Correlations with combined sums and products

  • Context: Graduate 
  • Thread starter Thread starter mcorazao
  • Start date Start date
  • Tags Tags
    Sums
Click For Summary

Discussion Overview

The discussion revolves around the theoretical framework needed for performing symbolic calculations on random variables that involve both sum and product operations, particularly in the context of their correlations. Participants explore the complexities that arise when dealing with arbitrary correlations beyond simple cases, such as multiplying sums of random variables.

Discussion Character

  • Exploratory
  • Technical explanation
  • Debate/contested

Main Points Raised

  • One participant seeks guidance on handling correlations when multiplying sums of random variables, specifically how to determine the correlation of the product with the original variables.
  • Another participant suggests applying the log rule to the product of sums but questions how to find the correlation of the logarithms of those sums.
  • A participant notes the challenge of determining the correlation of log-transformed variables due to the non-linear nature of the logarithm compared to the linearity of correlation.
  • Some participants propose that if two variables are uncorrelated, their logarithms should also be uncorrelated, while others challenge this assumption.
  • There is a discussion about the implications of correlation coefficients when dealing with log-normal distributions and the potential for undefined correlations in certain cases.
  • A numerical example is provided to illustrate how non-linearity can lead to unexpected correlations between log-transformed variables, even when the original variables are uncorrelated.
  • Participants express uncertainty about the existence of a direct relationship between variable correlations and log correlations, noting the need for a theoretical framework for calculations.
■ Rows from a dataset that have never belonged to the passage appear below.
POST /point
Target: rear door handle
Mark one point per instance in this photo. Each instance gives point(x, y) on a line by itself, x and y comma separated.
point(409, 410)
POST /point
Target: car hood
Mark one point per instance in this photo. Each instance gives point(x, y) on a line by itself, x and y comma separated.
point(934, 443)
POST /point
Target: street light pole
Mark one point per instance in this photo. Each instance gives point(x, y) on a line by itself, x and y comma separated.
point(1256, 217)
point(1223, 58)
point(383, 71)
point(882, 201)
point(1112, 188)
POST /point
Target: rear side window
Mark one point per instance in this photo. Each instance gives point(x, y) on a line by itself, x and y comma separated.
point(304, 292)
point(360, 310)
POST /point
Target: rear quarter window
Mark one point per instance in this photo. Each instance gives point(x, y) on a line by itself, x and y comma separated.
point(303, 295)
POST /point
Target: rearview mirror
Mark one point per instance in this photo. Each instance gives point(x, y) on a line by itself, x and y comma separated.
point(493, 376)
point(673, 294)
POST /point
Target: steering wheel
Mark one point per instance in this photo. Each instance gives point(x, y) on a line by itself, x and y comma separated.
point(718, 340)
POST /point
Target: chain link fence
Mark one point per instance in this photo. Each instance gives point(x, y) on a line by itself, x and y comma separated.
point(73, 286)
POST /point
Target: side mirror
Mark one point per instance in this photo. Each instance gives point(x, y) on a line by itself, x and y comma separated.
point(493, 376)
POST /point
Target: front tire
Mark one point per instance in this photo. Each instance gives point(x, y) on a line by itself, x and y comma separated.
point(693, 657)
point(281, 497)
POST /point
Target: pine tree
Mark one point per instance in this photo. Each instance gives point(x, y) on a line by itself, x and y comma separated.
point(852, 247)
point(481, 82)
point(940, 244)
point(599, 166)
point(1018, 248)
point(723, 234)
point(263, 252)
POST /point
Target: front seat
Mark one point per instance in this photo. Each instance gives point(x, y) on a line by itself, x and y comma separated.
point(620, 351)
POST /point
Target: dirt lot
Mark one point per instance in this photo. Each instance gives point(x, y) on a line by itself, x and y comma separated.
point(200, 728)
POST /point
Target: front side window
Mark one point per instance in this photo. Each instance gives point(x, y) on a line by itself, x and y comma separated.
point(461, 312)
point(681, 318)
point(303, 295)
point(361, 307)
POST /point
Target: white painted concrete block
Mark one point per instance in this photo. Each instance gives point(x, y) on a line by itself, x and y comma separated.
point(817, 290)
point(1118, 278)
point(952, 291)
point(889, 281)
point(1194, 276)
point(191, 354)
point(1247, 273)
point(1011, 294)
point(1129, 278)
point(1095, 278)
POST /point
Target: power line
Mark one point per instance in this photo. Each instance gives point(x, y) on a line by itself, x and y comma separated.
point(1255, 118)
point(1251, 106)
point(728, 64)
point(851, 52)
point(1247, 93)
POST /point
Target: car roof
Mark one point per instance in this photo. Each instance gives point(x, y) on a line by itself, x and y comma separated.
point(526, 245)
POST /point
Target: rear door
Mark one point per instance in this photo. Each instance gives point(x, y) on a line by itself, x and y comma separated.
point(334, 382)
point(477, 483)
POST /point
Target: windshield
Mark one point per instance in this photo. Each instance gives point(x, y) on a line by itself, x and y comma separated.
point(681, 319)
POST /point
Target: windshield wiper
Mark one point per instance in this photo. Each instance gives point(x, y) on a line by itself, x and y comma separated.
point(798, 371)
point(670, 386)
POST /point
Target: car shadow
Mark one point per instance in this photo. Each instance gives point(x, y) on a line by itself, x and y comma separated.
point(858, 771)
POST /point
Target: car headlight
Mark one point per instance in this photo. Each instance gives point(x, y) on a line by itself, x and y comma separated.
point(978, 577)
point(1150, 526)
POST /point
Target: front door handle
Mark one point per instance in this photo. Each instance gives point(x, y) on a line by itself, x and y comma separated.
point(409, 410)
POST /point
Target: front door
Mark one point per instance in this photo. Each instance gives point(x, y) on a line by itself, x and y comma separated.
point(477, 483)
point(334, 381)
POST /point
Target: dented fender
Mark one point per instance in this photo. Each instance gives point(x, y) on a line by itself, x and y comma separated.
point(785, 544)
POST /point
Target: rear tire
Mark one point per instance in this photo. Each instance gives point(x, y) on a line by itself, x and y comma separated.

Areas of Agreement / Disagreement

Participants express differing views on the relationship between the correlations of original variables and their logarithmic transformations. There is no consensus on how to handle the complexities introduced by non-linear transformations or the implications for correlation coefficients.

Contextual Notes

Participants acknowledge limitations in their understanding of how to accurately calculate correlations involving logarithmic transformations and the potential for undefined or complex results in certain scenarios.

mcorazao
Messages
8
Reaction score
0
I was trying to build a probability-related software package and needed to have a theoretical framework to deal with some less common issues (i.e. stuff that you don't find in the average textbook). I was hoping that somebody could give me pointers as to where to find the proper formulae.

Basically I am trying to figure out how to do arbitrary (symbolic) calculations on random variables which involve both sum and product operations fully taking into account arbitrary correlations between the variables. If I have the correlation coefficients of the variables then obviously summing them is easy. Also if I have the correlation coefficients of their logs multiplying them is easy (since a product involves summing the logs and the log/exponent formulae for normals are well defined). And, of course, determining the resulting correlations between the sums or products and the original variables is straightforward.

So where things are more murky (for me at least) is when I go beyond these simple cases. If, say, I want to multiply two sums, how do I handle the correlations? E.g. Let's say z = (a + b) * (c + d). If I know the correlation of a and b I can easily determine the correlation of their sum to a or b. Similarly c + d is easy. But now if I multiply those two sums, how do I determine the correlation of z to the original variables a, b, c, and d? And if all the variables originally had some non-zero correlation how do I take that into account in the product since the result of the original summations gave me the correlation coefficients wrt the original variables but not the correlations of the logarithms which is what I would need for the multiplication?

Can anybody give me a clue how to start figuring this out?

Thanks.
 
Physics news on Phys.org
Can't you apply the log rule to x*y where x = a+b and y = c+d?
 
Again, how? If I do

x*y = e^(log(x) + log(y))​

Then I have to know the correlation of log(x) and log(y). How do I figure that out?
 
I was going with your statement "if I have the correlation coefficients of their logs multiplying them is easy." Now I realize that you don't have Corr(Log x, Log y) and the problem looks really difficult, because Corr is a linear operator and Log is a nonlinear function. Which tells me you need to somehow linearize the log function. E.g. if x is near 1, then Log(x) is approximately equal to x - 1. Maybe you can devise some kind of a scaling that would result in \overline\xi = 1 where \xi is the scaled version of x.
 
Last edited:
Well, there are all sorts of approximations I can devise but they would not be precise. Since log(x) and log(y) are both normal (i.e. log of normal is still normal) there should be a simple correlation coefficient that can be calculated and used. I presume, then, there should be a closed form solution for calculating it although I don't know what that would be.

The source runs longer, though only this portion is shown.